"An unconventional gathering helped spur ideas to speed the pace and scale of river restoration projects across the West."
"Brian and Pat Robertson first noticed something wrong nearly 30 years ago. A stream called Little Bear Creek ran through their property in northern Idaho, but the waterway had long ago been altered during a logging operation and essentially functioned as a ditch, carrying water swiftly away from the valley. Trees were dying; the water table was dropping; neighbors were digging dry wells. After consulting with Natural Resources Conservation Service and touring several Forest Service restoration projects in Oregon, the Robertsons decided to take the creek back to Stage Zero.

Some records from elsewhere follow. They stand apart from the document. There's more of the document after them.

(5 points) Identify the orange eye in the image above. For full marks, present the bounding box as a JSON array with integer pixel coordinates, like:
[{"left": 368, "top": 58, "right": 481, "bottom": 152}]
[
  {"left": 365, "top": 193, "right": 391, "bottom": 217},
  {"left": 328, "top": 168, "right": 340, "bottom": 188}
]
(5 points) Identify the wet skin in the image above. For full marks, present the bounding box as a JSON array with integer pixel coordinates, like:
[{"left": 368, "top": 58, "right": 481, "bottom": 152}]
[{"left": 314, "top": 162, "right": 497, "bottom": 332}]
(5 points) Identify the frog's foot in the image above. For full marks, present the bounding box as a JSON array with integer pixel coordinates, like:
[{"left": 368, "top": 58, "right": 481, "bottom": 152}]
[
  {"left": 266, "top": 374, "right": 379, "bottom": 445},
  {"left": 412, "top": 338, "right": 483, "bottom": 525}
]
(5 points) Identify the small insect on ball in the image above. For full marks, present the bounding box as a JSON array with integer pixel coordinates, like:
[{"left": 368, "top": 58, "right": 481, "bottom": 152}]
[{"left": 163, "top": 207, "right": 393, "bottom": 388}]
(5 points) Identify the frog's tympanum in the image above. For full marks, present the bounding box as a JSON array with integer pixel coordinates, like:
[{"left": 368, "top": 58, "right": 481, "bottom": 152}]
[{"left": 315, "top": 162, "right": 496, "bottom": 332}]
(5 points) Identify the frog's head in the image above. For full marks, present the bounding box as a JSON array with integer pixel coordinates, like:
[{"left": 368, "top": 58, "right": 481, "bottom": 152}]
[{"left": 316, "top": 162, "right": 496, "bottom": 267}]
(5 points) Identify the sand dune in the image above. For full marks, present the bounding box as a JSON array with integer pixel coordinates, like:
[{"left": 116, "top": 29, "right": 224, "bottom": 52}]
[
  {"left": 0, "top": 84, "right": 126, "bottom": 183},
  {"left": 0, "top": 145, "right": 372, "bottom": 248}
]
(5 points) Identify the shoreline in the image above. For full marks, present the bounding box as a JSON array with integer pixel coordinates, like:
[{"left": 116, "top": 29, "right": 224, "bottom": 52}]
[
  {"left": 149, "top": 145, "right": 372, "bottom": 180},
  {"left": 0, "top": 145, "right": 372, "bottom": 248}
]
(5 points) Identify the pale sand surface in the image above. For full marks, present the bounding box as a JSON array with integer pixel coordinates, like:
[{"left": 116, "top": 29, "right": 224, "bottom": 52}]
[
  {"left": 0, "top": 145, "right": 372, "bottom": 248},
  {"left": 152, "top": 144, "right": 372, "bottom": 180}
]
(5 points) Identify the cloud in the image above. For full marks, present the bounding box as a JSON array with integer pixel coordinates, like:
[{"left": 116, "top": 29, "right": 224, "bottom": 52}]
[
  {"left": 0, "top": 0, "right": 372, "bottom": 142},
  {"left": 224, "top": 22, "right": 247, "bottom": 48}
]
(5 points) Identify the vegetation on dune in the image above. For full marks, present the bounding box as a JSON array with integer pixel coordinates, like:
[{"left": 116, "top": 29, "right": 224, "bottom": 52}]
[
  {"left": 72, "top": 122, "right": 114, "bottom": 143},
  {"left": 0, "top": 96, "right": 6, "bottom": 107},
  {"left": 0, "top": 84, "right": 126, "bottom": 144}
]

Stage Zero is like hitting the reset button to a time before the stream had formed a channel. With help from 10 agencies, the Robertsons filled in their stretch of Little Bear Creek until it was flush with the surrounding landscape. They scattered large logs about to help slow the flow of water. Then the stream could decide where it wanted to go: spreading out in fingers across a valley; pooling in wetlands; creating little micro-habitats — places where water-loving plants could grow, insects could hatch and young salmon could thrive.
Since the restoration at Little Bear Creek began more than five years ago, the water table has risen several feet. The meadow is transforming into a wetland. In time, the Robertson say, willows may return, then beavers."